Williams, a Sierra Leonean-American doctor who works for the US Centers for Disease Control and Prevention, took to the airwaves last month as part of efforts to encourage people to avoid dangerous burial practices. Now similar pledges have been made by prominent Sierra Leoneans, including the communications director for the Health Ministry, pop stars and radio DJ's.
But old ways are hard to break. Many believe a traditional burial is necessary to make sure the dead don't return to haunt the living. Funerals are important social occasions in the three most-affected countries, Sierra Leone, Liberia and Guinea. People often travel great distances to attend and bodies are typically washed and dressed by relatives or friends.
Unfortunately, these practices are the perfect breeding ground for Ebola: The bodies of Ebola victims can be up to 10 times more infectious than those of people living with the disease, according to the International Federation of the Red Cross.

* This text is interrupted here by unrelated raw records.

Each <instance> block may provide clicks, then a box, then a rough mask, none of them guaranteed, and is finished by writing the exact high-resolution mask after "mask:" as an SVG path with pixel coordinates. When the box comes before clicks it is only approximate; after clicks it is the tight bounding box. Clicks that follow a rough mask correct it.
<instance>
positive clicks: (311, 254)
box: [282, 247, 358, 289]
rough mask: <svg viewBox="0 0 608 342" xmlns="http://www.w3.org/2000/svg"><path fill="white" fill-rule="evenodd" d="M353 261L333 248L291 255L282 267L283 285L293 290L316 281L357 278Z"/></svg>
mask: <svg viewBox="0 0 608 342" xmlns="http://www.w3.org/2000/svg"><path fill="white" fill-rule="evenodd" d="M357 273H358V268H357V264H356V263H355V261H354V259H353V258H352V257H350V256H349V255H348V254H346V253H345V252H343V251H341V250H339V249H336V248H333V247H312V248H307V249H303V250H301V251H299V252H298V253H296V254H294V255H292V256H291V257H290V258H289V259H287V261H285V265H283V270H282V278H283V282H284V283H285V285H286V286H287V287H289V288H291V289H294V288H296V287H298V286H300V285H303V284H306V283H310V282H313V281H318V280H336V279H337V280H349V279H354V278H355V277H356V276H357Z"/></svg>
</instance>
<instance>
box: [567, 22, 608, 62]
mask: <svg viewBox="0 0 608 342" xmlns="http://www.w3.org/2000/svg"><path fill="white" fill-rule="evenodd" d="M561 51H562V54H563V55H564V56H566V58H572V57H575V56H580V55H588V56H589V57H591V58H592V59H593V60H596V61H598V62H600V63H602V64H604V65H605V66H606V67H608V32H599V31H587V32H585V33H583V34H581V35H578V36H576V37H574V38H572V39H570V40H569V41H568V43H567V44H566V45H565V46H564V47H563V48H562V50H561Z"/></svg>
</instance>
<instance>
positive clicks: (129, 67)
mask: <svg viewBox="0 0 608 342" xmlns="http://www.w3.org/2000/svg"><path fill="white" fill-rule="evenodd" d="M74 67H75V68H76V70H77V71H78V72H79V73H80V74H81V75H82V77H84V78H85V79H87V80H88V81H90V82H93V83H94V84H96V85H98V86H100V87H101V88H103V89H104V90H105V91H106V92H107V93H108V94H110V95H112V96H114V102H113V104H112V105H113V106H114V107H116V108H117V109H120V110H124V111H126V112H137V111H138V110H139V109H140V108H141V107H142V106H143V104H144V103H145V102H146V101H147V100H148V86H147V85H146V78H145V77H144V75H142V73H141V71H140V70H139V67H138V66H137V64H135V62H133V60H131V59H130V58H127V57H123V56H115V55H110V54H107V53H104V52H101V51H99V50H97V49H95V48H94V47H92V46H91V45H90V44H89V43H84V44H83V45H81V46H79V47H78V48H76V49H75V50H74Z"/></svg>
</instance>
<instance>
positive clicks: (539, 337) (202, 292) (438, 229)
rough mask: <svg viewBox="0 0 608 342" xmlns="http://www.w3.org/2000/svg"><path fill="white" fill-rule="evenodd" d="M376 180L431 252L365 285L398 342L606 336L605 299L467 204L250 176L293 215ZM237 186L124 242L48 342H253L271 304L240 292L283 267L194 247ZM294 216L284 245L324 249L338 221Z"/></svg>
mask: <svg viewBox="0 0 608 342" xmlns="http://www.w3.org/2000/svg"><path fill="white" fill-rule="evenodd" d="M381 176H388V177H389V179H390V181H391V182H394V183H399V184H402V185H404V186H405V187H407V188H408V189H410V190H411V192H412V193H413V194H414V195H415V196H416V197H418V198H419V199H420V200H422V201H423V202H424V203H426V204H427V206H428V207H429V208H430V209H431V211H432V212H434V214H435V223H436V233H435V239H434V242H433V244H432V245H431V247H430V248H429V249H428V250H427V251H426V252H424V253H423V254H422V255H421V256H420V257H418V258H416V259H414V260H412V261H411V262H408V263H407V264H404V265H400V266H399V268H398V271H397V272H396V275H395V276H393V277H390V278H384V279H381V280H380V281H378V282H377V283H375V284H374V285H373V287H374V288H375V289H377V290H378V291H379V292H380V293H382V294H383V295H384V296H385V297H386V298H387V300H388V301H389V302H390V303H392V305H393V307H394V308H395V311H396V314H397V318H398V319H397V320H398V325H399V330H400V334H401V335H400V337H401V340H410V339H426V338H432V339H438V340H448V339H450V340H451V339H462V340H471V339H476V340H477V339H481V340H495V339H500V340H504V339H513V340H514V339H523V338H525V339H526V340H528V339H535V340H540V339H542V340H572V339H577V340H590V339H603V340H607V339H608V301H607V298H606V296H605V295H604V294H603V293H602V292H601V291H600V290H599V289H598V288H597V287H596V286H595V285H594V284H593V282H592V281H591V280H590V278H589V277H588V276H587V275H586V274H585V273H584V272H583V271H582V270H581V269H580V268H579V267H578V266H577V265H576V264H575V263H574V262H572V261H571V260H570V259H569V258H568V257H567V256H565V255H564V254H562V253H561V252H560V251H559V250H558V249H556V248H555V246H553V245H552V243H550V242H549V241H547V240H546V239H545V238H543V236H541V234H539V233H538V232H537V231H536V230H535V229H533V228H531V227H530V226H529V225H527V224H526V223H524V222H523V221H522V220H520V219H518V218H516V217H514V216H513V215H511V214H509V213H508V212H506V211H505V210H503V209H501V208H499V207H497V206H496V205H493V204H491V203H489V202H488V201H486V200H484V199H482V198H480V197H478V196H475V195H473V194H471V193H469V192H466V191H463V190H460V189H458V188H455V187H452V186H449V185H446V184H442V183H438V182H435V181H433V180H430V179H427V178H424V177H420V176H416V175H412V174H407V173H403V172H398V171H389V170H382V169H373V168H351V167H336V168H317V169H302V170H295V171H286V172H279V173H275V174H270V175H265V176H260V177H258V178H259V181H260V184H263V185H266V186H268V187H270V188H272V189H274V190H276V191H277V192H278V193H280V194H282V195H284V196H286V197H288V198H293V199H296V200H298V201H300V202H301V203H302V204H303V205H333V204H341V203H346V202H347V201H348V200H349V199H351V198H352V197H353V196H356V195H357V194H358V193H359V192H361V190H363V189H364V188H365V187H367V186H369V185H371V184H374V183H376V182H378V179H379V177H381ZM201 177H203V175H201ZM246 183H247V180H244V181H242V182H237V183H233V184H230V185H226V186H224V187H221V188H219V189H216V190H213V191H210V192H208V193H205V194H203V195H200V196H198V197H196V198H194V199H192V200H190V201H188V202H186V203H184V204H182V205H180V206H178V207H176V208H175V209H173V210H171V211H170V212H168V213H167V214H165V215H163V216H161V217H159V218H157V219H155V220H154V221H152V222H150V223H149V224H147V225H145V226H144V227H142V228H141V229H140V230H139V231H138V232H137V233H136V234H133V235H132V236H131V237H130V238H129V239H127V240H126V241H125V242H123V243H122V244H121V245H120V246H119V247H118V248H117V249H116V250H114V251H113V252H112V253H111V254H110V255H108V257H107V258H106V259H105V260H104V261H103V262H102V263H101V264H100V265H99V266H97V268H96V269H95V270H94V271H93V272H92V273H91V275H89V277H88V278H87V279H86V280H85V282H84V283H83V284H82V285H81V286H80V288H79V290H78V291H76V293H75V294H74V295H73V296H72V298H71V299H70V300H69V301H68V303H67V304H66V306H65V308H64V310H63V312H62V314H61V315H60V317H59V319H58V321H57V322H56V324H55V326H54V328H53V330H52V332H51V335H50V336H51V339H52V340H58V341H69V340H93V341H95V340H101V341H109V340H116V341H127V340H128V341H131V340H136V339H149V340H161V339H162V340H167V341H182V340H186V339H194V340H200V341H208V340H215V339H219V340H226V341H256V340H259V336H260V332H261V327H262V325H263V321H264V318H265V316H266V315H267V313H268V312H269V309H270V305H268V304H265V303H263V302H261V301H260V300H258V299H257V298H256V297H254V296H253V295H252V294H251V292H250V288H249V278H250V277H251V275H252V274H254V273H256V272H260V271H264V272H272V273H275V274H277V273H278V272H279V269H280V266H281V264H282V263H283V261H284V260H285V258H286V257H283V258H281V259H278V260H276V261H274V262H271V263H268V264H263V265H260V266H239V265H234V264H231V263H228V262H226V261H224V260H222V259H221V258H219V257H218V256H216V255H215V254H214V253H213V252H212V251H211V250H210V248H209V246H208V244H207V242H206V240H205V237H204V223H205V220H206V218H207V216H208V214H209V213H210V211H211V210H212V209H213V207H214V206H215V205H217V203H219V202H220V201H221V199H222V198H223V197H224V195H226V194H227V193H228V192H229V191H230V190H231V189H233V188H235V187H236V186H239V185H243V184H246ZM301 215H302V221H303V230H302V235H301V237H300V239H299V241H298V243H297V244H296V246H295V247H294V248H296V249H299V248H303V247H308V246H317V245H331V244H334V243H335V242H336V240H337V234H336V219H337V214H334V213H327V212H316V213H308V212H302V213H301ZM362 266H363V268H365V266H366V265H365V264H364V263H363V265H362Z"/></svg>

A well-attended funeral where many people touch the body provides the opportunity for the disease to disperse into a crowd and then be carried long distances back to their homes, where it can seed new clusters, according to Rebecca Bunnell, a behavioral epidemiologist with the CDC.
People have been washing their hands more and avoiding crowded places, but changing burial traditions has proven particularly hard.
Burial teams arriving at homes sometimes find the Ebola victims already washed or dressed. Now officials are warning that those who persist in traditional burial practices will be jailed once it's clear they have not caught the disease.
"Burials and funerals are deeply, deeply ingrained in Sierra Leone," said Austin Demby, a Sierra Leonean-American epidemiologist who has also taken the burial pledge. He is the director of a US government AIDS program but has been helping with Ebola containment. "People put a lot of premium on this."
It's hard to pin down just how many dangerous burials are taking place because they are secret, but even the most conservative estimates suggest that burials are responsible for at least one quarter of all infections in the region.
In the early days of the Ebola epidemic, some families held their own burials because teams were slow to arrive or carried off bodies without telling relatives where they would be buried, said Bunnell of the CDC. But as more teams have been put in the field and relatives have increasingly been able to watch funerals, compliance appears to be increasing.
The burial pledge is one more way to release families from the obligation of carrying out a traditional funeral. Some experts have also urged families to apologize to the corpse before handing it over for a safe burial, said Dr. Nuhu Maksha, a health specialist with the UN Children's Fund in Sierra Leone.
But the biggest motivator for change is the devastating toll on those who have prepared the dead, said Maksha: "People have to die before the others believe."